Anyway, I take this small but impressive sampling as a challenge to my fellow Brown Line travelers. Let's get off the best seller list standards, people, and start breaking out some serious literature for the commute.

Other L line stereotypes, casually tossed out:

Orange Line - newspapers only. (Special thanks to those of you who buy your copy, rather than pick it up off the seat next to you.)

Blue Line - All iPods; no printed matter.

Green Line - Knitting and bead-stringing.
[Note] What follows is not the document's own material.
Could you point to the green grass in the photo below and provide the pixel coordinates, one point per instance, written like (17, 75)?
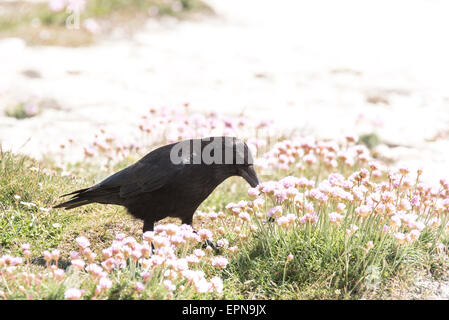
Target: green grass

What's up with that?

March 01, 2006

A million little half-truths

From the New York Observer, via Romenesko, comes this story about CNN crusader-for-justice Nancy Grace.

It turns out that her compelling life story, the one in which she was Failed By The System, isn't quite true.

Her college boyfriend was murdered, but not by someone with an extensive criminal record who had slipped through the cracks of the system.

And, oh yeah, the murderer confessed, was quickly convicted, was sentenced to life in prison and has never appealed his conviction.

So, while the story is horrible and tragic, it is not, in fact, a story about how the justice system punishes crime victims. In this case, the criminal was punished.

But I guess that doesn't make good TV.

At the intersection of Bangher and Leever Streets . . .

Check out this contest for weird street names and intersections at TheCarConnection.com

Personally, I like the intersection of Grinn Drive with Barret Road, but that's mainly because I'm pretending to be above finding Dingleberry Road funny.

The contest is over, sadly, but feel free send submissions here. (No honorary street names, though. Those are funny in an entirely different way.)